Accessing data in Pandas
Contents
2. Accessing data in Pandas#
NumPy used an efficent indexing syntax, similar to lists, to extract values. pandas’ greater complexity means it has more options to access data, and these require a bit of practice to master. There are three ways to get at data in a DataFrame:
Standard notation - acts as if the DataFrame was a dictionary with lists in it.
.iloc()
method - the traditional NumPy indexing approach, accessing rows and columns with numbers and colons..loc()
method - allows you to use labels as indexes - no numbers required!
# Demonstrate standard notation for accessing Pandas. How to look at the 'mpg' column? Just the last 5 rows!
display(mtcars['mpg'].tail())
27 30.4
28 15.8
29 19.7
30 15.0
31 21.4
Name: mpg, dtype: float64
# You can access two or more columns with a list of column names!

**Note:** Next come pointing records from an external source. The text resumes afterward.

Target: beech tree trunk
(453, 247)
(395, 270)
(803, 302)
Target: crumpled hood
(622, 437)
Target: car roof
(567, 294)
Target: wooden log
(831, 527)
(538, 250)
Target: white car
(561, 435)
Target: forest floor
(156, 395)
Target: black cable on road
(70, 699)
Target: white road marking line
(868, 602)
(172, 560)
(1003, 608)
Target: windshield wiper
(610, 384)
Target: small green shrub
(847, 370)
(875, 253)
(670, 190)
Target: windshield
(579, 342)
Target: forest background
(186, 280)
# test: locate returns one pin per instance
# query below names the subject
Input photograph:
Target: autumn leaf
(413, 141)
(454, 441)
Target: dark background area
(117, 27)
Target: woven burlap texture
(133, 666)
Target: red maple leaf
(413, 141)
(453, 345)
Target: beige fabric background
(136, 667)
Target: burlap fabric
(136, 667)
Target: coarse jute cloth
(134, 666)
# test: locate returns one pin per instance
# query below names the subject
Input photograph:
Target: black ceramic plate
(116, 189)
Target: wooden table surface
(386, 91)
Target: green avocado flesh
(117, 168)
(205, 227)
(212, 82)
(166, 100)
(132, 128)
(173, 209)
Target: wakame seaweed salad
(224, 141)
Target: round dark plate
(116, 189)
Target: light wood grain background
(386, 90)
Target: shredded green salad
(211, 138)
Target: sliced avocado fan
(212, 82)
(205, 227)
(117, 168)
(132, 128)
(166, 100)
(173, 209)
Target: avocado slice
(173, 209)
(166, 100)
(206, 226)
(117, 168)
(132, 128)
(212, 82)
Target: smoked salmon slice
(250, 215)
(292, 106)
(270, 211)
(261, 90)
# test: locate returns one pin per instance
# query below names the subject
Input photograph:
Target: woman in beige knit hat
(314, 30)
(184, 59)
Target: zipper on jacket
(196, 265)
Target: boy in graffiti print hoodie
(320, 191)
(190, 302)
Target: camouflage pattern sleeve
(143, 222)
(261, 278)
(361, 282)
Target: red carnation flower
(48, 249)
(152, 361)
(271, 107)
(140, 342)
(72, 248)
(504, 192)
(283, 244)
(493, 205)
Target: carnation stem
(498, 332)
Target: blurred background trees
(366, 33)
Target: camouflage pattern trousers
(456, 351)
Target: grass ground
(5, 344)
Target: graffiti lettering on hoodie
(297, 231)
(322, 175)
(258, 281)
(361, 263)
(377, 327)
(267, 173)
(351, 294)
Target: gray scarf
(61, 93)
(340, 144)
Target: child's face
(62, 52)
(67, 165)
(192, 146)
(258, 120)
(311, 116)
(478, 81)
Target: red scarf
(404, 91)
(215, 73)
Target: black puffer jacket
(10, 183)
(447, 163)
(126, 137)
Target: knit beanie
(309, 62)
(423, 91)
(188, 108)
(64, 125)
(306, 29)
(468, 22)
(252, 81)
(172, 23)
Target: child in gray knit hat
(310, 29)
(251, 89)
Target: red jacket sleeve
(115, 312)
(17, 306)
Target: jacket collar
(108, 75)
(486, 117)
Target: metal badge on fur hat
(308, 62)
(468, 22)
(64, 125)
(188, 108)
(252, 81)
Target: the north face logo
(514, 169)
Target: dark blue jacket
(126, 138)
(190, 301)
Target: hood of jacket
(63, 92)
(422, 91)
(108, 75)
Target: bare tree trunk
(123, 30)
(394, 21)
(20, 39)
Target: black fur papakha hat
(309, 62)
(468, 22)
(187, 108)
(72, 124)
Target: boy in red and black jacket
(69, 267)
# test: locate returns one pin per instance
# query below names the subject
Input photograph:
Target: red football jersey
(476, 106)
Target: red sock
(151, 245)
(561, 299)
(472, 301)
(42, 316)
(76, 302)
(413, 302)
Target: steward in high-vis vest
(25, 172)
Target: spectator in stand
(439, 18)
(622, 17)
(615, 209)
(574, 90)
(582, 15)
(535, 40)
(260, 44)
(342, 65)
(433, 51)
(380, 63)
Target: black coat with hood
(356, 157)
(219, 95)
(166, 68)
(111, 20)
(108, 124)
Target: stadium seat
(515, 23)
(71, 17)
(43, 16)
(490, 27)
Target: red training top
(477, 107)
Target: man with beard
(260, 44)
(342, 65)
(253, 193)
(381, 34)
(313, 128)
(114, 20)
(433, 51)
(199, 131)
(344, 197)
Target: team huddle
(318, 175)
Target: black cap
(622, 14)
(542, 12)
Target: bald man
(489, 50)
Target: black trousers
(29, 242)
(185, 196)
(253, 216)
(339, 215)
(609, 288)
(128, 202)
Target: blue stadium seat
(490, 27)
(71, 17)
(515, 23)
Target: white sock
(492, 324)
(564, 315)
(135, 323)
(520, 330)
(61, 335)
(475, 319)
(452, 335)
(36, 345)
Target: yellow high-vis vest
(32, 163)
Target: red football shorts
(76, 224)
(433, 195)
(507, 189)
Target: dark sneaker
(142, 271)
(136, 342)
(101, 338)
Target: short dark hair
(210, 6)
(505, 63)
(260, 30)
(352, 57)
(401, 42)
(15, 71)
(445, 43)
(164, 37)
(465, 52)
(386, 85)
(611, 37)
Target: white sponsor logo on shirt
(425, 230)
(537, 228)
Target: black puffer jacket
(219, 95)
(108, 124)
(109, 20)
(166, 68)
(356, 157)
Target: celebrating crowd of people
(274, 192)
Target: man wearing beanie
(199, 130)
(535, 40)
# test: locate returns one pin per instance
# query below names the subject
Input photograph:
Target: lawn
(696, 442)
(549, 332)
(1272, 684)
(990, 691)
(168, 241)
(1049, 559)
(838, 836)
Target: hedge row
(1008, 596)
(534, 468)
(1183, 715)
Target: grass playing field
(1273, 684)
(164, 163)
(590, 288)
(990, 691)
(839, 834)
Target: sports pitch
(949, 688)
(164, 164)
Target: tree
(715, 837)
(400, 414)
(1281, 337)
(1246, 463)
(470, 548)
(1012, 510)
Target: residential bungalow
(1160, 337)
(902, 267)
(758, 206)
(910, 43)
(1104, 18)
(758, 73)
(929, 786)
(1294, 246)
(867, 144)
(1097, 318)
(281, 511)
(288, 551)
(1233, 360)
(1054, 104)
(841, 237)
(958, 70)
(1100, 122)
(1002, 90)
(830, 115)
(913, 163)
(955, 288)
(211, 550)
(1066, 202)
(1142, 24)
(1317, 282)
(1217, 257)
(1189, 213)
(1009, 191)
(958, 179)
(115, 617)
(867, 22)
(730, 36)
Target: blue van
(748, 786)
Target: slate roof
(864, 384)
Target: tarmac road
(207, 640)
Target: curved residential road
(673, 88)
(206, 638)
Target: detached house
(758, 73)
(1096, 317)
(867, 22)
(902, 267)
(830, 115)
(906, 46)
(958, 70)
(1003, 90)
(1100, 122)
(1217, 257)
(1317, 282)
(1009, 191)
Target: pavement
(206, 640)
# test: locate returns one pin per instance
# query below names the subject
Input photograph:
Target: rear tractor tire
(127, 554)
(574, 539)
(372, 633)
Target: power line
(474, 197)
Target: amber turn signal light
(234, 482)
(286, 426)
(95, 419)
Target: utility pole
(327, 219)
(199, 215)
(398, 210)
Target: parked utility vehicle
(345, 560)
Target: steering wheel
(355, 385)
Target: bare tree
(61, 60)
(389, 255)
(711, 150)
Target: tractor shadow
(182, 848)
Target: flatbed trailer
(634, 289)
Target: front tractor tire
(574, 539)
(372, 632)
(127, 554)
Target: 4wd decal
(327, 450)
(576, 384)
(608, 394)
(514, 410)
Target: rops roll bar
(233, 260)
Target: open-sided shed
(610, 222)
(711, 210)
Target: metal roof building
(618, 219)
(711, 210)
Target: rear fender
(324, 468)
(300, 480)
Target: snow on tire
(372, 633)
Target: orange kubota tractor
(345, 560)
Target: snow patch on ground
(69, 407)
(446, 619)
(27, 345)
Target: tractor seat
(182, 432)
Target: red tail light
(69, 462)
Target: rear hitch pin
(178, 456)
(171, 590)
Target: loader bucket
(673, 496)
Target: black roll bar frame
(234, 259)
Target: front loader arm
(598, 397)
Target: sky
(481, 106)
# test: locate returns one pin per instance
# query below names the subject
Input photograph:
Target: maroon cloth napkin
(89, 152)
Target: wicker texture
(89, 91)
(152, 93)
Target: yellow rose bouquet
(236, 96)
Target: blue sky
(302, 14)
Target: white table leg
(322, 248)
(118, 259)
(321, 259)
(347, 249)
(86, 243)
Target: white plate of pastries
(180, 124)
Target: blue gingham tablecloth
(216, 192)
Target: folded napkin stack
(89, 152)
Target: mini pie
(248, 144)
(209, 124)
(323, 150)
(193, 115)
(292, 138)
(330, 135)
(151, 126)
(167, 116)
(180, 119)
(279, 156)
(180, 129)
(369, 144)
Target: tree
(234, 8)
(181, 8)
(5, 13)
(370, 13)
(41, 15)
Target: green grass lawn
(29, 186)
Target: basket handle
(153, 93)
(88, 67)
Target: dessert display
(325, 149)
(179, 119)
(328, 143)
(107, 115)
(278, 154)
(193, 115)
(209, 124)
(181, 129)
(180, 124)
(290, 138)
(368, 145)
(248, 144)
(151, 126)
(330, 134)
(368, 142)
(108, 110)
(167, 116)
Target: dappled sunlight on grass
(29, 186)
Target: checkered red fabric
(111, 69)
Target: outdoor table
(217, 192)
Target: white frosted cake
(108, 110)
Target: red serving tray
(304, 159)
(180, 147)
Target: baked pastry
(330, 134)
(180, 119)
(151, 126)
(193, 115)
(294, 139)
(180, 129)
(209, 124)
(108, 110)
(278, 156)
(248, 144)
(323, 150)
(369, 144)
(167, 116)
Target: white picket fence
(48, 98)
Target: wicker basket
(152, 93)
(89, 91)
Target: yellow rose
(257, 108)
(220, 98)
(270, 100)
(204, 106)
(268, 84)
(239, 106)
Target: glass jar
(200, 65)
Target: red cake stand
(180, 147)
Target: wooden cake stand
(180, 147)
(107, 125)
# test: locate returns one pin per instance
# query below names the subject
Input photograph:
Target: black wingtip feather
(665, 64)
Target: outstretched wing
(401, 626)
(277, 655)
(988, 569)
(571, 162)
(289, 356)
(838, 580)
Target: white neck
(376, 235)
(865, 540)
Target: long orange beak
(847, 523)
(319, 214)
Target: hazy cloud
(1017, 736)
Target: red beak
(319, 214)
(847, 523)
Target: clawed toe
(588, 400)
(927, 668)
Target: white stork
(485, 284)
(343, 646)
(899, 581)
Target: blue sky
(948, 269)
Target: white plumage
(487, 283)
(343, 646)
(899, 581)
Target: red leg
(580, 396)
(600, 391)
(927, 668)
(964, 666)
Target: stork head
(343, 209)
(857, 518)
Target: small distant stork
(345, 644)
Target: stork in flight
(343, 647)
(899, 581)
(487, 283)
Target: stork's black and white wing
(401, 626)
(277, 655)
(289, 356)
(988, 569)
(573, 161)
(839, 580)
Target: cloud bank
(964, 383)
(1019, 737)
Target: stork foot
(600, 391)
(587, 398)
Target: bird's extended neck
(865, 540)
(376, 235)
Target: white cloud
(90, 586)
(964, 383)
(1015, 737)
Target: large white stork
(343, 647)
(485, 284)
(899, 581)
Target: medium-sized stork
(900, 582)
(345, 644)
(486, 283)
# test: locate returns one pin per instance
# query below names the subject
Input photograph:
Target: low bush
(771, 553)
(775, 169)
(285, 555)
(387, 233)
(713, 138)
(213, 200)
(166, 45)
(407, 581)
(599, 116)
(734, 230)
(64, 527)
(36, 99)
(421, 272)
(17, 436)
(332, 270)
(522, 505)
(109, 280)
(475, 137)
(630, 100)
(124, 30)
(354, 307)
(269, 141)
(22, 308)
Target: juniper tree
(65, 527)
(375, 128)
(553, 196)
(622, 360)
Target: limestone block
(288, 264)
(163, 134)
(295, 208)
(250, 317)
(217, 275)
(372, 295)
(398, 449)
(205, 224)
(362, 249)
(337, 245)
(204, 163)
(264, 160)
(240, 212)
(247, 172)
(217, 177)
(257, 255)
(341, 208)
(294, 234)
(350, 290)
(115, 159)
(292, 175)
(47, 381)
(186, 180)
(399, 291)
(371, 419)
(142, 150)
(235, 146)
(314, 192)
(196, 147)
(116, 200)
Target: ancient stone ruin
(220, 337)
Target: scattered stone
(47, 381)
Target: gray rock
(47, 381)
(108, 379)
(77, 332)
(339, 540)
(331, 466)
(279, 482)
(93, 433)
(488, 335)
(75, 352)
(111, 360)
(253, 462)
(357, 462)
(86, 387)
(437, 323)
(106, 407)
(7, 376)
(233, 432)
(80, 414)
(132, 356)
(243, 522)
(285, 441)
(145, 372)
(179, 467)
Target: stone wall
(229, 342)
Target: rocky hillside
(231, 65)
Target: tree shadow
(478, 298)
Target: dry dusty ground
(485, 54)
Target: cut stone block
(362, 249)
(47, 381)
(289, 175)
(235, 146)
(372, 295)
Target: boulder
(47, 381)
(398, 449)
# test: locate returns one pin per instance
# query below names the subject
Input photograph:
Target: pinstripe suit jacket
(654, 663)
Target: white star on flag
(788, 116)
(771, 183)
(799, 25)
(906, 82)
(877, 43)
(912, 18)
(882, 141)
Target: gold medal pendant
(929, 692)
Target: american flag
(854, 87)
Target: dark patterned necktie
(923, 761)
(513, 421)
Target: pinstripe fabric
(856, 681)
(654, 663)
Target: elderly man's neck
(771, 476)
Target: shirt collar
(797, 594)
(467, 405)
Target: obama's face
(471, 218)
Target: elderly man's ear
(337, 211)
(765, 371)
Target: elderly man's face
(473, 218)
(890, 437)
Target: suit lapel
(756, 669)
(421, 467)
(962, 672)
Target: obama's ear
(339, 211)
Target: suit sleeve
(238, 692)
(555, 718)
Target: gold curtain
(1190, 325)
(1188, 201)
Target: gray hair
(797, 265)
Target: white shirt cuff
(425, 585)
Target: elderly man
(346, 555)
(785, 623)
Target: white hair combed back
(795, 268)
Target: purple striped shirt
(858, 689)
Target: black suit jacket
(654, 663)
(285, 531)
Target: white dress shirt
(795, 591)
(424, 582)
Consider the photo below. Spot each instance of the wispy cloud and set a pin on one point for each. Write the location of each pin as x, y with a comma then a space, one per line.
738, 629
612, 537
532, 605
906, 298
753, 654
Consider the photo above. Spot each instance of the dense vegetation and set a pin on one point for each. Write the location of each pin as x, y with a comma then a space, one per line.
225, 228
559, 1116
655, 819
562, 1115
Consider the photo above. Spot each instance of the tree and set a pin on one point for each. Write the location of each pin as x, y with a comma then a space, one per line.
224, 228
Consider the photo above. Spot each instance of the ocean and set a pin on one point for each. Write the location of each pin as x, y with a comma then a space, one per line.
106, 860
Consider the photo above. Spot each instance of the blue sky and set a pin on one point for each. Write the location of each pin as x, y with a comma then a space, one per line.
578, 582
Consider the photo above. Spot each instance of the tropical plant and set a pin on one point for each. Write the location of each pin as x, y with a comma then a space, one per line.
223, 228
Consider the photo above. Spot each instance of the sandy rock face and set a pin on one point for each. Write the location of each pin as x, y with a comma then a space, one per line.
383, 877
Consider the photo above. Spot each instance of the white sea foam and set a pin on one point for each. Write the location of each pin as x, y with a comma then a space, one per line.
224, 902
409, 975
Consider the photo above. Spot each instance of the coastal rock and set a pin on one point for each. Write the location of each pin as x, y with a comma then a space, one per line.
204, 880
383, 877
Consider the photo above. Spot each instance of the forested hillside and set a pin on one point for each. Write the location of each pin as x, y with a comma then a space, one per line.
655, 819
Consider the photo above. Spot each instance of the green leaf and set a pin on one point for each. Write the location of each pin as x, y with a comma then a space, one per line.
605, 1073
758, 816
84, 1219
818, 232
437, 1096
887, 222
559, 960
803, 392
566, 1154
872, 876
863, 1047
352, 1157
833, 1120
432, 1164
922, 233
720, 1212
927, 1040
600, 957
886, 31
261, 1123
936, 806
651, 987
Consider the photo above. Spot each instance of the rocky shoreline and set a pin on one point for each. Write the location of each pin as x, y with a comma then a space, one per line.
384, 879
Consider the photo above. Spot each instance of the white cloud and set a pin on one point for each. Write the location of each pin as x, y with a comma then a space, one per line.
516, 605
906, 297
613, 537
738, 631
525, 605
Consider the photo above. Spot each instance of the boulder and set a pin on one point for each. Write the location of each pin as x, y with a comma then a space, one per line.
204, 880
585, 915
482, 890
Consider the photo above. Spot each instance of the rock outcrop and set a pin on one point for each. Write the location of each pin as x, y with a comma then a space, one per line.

display(mtcars[['mpg', 'hp']].head())
mpg | hp | |
---|---|---|
0 | 21.0 | 110 |
1 | 21.0 | 110 |
2 | 22.8 | 93 |
3 | 21.4 | 110 |
4 | 18.7 | 175 |
# Manipulation works like NumPy
display(mtcars[['mpg', 'hp']].head() + 500)
mpg | hp | |
---|---|---|
0 | 521.0 | 610 |
1 | 521.0 | 610 |
2 | 522.8 | 593 |
3 | 521.4 | 610 |
4 | 518.7 | 675 |
2.1. Accessing with .iloc
#
Accessing data in a DataFrame with iloc
is as simple as knowing what rows and columns you want, and passing them to the iloc
method - this is slightly unusual, as the method is an indexer - so you call it with square brackets, and not parentheses.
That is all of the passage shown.